Dantica's death comes amid heated political debate over the status of some 20,000 undocumented Haitians who are seeking "temporary protected status" to prevent them from being deported to Haiti.

"The government of the U.S. has hunkered down in a policy that says no Haitian at any cost will be treated evenly and fairly," said Jocelyn McCalla, director of the New York-based National Coalition for Haitian Rights. "It's a take no prisoners attitude."

In a letter to the Department of Homeland Security, U.S. Rep. Kendrick Meek, D-Miami, said Dantica's death "warrants higher level attention than it has received, particularly in the light of previous complaints about the treatment of Haitians."

Pratt and other immigration attorneys say the handling of Dantica's case is not so unusual under the tight post-Sept. 11 immigration regulations.

Unlike Cubans fleeing communism, who are allowed automatic entry if they reach U.S. shores, undocumented Haitians are routinely detained. U.S. officials have gone as far as arguing that the Haitians represent a national security threat; Attorney General John Ashcroft recently cited intelligence reports that Muslim terrorists were trying to use Haiti to infiltrate the United States.

In Dantica's case, what most perplexes immigration rights advocates is Homeland Security's insistence on isolating him from his family.

Said Pratt: "To not allow a man who is 81 years old to spend the few remaining hours of his life with those closest to him - that's unconscionable."

* * *

Some relatives will be missing at Dantica's funeral in Brooklyn Saturday.
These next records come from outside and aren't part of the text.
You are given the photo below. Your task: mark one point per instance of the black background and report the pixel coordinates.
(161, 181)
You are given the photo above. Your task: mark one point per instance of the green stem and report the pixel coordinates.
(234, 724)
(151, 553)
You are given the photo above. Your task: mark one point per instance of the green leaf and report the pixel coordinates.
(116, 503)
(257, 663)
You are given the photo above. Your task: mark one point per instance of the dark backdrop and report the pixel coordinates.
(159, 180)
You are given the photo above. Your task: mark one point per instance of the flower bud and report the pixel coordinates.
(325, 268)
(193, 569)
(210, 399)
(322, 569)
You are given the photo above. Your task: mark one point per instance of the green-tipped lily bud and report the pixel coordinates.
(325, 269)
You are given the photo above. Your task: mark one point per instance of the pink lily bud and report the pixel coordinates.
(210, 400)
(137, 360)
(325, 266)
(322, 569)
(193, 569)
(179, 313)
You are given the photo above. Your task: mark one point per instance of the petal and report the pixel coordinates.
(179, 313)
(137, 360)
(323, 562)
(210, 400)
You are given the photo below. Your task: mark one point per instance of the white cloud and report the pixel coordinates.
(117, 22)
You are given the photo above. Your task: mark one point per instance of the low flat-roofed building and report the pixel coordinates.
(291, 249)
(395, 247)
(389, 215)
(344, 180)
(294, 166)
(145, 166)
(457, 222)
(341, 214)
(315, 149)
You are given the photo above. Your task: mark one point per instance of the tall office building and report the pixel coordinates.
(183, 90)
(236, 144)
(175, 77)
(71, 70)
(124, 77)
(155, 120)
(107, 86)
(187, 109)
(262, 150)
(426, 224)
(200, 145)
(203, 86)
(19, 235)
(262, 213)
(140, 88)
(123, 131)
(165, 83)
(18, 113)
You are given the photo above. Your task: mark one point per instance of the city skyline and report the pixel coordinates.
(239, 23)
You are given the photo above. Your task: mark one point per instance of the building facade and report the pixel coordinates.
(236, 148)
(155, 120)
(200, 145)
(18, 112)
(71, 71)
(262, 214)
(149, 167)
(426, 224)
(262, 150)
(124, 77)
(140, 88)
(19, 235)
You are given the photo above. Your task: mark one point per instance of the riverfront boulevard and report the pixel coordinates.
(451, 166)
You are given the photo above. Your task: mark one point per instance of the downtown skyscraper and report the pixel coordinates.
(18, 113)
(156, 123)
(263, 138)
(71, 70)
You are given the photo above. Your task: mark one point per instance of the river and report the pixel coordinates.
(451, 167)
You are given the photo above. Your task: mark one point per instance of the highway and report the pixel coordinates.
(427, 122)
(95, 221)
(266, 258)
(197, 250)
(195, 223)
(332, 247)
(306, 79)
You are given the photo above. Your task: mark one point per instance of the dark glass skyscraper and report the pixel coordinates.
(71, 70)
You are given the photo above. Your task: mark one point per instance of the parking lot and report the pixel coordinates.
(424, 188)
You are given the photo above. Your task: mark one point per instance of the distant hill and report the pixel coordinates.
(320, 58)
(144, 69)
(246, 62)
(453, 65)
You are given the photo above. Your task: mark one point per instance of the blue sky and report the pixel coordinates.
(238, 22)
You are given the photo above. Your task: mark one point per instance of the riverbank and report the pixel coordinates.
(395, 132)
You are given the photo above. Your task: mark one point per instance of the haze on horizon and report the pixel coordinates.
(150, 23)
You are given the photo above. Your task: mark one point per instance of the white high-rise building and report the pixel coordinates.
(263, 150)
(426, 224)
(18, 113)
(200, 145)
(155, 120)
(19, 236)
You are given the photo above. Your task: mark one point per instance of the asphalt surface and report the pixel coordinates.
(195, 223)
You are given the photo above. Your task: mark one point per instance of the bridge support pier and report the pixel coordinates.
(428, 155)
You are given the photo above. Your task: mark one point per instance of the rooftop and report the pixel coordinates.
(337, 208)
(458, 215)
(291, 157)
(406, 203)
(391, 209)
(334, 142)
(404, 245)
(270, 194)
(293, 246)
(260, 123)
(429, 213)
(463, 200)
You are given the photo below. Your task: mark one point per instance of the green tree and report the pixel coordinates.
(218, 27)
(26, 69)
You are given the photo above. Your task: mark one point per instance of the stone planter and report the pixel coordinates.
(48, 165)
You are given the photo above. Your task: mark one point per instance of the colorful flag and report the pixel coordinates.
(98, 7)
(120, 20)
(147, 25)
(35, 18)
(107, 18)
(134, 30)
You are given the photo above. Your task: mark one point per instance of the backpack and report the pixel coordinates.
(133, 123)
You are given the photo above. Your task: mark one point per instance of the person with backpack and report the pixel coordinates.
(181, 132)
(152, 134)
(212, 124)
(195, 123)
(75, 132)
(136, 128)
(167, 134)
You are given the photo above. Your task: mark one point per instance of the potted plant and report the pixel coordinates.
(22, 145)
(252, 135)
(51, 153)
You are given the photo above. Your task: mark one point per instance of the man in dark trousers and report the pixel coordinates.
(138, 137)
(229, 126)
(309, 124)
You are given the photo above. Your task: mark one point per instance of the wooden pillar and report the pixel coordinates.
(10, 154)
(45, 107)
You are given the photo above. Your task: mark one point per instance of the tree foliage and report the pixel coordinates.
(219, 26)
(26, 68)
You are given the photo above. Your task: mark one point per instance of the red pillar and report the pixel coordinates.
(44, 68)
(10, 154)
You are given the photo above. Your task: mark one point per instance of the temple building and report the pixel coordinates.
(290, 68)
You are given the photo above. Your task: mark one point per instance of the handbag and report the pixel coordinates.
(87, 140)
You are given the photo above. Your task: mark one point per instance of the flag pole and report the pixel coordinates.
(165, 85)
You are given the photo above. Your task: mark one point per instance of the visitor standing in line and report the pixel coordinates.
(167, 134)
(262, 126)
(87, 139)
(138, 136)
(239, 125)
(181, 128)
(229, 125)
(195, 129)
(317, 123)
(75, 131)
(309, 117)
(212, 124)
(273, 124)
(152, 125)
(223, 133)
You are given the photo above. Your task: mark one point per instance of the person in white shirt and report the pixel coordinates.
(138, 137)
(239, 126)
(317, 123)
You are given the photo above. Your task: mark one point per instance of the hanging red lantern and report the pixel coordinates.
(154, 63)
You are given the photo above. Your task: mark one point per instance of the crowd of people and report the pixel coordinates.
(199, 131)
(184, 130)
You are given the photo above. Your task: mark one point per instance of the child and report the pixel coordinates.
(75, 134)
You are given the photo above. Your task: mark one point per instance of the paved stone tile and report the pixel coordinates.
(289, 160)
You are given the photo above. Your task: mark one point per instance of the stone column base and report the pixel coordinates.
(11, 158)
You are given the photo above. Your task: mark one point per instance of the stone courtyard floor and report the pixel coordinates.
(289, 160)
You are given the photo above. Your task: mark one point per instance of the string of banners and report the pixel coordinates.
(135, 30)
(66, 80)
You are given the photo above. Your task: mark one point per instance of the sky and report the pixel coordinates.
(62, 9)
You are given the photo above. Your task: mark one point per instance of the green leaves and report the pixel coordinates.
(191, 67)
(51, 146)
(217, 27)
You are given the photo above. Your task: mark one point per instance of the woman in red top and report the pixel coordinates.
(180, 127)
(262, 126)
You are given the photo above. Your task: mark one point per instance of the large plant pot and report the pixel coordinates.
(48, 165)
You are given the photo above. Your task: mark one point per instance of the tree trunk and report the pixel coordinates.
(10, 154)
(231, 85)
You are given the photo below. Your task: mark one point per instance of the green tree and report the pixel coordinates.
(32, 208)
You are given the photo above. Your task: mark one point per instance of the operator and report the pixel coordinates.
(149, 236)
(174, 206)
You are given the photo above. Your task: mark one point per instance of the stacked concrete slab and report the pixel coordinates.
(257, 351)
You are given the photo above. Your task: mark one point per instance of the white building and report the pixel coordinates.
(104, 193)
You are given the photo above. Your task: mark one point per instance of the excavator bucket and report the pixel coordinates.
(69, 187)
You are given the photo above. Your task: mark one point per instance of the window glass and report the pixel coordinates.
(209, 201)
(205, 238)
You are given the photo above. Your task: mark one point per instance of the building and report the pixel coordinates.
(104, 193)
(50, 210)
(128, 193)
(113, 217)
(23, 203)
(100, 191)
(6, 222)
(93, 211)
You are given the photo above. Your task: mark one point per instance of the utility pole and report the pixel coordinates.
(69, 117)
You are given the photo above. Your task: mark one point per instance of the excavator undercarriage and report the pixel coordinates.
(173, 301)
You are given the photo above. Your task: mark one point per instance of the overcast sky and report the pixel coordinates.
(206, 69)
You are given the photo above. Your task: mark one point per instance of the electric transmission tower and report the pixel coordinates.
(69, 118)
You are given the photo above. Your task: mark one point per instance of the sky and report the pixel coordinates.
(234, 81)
The family says U.S. consular officials in Haiti rejected a visa application Wednesday by Dantica's sister, Anne-Marie, and three nieces.

At Thursday night's wake, Danticat fondly recalled how Uncle Joseph raised her in Haiti after her parents left for the United States. Though many of his relatives moved to the United States, she said the pastor remained committed to his work. "He never expressed any desire of coming here."